Hydrated gel-like mucus derived from the ALI monolayer was aspirated with 10 µL tips and stored at − 80 °C. Following the previous report, native small intestinal mucus was scraped from the ileum of the pigs, resuspended in PBS (1:3 dilutions) supplemented with 2% penicillin/streptomycin (P4333, Sigma, St. Louis, USA) and 100 mg/mL gentamicin (G3632, Sigma, St. Louis, USA). The mucus mixture was vortexed on ice for 15 min and centrifuged at 12,000 rpm at 4 °C for 20 min [14]. Subsequently, the supernatant was collected and stored at − 80 °C until further use.

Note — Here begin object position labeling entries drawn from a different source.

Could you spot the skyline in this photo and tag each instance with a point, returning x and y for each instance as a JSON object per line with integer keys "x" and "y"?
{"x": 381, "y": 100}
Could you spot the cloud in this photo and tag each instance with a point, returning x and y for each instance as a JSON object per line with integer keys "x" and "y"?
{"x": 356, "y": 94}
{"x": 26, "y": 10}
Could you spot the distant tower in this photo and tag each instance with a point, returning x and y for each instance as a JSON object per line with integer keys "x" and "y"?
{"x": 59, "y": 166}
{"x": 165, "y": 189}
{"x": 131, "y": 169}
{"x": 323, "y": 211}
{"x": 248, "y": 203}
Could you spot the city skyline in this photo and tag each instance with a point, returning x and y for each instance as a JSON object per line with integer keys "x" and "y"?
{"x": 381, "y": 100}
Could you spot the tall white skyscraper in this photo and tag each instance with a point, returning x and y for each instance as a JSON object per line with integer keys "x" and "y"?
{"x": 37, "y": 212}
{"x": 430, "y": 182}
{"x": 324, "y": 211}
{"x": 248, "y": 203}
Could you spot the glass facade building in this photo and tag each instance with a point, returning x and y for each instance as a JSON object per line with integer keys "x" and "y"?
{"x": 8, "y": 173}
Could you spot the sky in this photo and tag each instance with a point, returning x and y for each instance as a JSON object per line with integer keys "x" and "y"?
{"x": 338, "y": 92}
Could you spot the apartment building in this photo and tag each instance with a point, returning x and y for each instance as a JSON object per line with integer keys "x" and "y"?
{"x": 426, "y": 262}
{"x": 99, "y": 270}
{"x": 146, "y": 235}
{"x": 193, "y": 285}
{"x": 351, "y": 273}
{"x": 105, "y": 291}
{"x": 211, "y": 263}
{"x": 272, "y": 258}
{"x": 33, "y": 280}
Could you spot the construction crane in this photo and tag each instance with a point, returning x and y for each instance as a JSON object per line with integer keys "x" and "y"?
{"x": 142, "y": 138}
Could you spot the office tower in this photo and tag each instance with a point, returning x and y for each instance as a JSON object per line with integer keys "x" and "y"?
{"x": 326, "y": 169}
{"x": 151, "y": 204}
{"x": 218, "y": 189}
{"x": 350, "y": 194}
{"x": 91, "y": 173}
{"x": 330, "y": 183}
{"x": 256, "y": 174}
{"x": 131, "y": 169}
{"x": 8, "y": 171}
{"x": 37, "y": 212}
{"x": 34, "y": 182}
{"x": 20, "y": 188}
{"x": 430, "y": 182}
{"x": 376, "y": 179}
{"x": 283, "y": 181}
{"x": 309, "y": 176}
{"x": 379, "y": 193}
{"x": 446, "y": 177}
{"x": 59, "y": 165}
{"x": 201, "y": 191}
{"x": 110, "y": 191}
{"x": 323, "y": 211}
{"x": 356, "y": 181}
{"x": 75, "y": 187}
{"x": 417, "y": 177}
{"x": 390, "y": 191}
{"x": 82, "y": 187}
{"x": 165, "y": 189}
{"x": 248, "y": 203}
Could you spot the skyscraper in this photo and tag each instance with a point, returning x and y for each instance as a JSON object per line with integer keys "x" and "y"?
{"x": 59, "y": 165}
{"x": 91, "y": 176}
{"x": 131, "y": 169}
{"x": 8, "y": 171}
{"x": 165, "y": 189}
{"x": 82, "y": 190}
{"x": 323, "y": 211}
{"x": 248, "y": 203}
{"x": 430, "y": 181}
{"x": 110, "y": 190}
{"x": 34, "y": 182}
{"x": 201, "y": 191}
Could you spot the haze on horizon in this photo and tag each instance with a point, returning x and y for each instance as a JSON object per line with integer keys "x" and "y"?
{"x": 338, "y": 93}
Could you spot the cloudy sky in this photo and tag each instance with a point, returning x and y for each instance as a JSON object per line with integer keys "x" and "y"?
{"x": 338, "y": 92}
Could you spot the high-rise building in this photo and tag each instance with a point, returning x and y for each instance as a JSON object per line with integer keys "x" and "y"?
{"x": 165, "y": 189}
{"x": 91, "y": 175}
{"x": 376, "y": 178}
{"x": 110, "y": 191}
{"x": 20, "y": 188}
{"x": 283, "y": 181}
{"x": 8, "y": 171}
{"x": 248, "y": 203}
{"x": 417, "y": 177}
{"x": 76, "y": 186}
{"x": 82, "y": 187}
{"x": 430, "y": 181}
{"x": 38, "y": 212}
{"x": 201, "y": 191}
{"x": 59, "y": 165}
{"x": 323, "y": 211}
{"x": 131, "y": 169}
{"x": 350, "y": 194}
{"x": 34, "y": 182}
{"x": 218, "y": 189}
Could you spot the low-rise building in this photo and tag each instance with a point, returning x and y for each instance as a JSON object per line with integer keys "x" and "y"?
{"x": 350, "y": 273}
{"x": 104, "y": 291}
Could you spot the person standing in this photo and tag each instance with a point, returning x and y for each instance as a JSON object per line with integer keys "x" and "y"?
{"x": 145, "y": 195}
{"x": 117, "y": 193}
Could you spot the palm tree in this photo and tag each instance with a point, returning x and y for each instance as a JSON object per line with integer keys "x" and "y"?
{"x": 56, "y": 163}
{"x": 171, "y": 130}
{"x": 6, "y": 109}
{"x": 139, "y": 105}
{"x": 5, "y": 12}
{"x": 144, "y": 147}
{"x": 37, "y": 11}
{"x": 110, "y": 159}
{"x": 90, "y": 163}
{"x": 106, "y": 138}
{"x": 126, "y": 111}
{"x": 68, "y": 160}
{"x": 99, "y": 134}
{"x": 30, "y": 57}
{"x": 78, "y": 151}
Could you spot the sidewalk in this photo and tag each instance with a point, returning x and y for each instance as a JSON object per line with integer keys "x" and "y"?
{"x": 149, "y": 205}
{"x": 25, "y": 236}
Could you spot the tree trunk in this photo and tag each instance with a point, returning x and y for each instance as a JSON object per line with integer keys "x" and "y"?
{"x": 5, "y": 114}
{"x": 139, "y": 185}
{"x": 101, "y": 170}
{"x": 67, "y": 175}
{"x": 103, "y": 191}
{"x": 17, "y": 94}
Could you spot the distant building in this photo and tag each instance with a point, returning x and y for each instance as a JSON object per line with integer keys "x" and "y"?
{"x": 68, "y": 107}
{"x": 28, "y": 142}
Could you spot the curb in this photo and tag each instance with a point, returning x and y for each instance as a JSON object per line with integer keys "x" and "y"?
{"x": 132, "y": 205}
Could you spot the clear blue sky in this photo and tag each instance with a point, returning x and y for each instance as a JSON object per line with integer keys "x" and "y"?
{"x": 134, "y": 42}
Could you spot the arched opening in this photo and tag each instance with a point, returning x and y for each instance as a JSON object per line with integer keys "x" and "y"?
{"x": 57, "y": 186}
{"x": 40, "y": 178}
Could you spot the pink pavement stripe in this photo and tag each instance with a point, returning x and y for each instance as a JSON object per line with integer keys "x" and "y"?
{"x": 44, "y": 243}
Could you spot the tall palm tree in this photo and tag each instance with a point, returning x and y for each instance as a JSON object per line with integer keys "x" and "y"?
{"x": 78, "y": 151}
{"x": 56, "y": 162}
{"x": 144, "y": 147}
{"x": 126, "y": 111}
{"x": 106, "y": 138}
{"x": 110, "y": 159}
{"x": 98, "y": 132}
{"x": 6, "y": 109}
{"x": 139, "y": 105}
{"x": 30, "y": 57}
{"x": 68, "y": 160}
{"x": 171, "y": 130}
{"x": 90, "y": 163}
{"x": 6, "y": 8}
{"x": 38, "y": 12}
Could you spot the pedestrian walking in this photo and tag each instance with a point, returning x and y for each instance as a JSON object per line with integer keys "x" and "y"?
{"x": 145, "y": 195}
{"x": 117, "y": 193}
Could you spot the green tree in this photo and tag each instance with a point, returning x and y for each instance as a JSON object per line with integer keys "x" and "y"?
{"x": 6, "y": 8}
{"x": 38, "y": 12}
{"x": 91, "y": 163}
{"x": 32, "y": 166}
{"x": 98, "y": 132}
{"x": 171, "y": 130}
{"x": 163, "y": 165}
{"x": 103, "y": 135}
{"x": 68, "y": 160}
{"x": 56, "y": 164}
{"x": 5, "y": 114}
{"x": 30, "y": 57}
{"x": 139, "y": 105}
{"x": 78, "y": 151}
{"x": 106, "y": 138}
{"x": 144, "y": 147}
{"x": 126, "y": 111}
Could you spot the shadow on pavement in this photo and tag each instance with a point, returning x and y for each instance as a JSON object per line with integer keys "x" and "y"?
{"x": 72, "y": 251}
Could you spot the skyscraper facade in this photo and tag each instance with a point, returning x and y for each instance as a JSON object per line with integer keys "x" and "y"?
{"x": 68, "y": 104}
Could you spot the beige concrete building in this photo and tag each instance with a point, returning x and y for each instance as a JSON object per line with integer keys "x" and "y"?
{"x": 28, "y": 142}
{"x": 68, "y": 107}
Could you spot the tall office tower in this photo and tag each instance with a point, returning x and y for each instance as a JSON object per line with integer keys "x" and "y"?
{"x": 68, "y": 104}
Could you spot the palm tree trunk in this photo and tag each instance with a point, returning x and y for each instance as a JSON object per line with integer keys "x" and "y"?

Mass spectrometry analysis and protein identification

The mucus derived from the ALI monolayer and native small intestinal mucus isolated from porcine ileum were collected. Mucus samples were resuspended in SDT (4% SDS, 100 mM Tris–HCl, 1 mM DTT, pH 7.6) buffer for protein lysis and extraction. Protein digestion was performed according to filter-aided sample preparation (FASP) procedure by trypsin. Briefly, 40 mM DTT was added to samples and mixed for 45 min at 37 °C at 600 rpm and alkylation with 20 mM iodoacetamide (IAA) for 30 min in darkness. Subsequently, trypsin was added to the samples (the trypsin: protein (wt/wt) ratio was 1:50) and samples were incubated for 15–18 h at 37 °C. Afterwards, the peptides were desalted on C18 cartridges, concentrated by vacuum centrifugation and dissolved in 0.1% (v/v) formic acid. Finally, LC–MS/MS analysis was performed on a timsTOF Pro mass spectrometry (Bruker, Germany) that was coupled to Nanoelute (Bruker, Germany). The MS raw data for each sample were identified and quantified using the MaxQuant 1.6.14 software. Database searches were performed against the Sus Scrofa UniProt protein database with the following parameters: (1) 2 max missed cleavages; (2) fixed modifications: carbamidomethyl (C); (3) variable modifications: oxidation (M). The false discovery rate (FDR) was set to 0.01 for proteins and peptides. For quantification, label-free quantification (LFQ) and intensity-based absolute quantification (iBAQ) were enabled.

Statistical analysis

The data from three independent biological replicates were presented as the means ± standard deviations (SDs). The statistical analysis was performed by one-way analysis of variance (ANOVA) or Student’s t-test with GraphPad Prism 7 software and are shown as P values.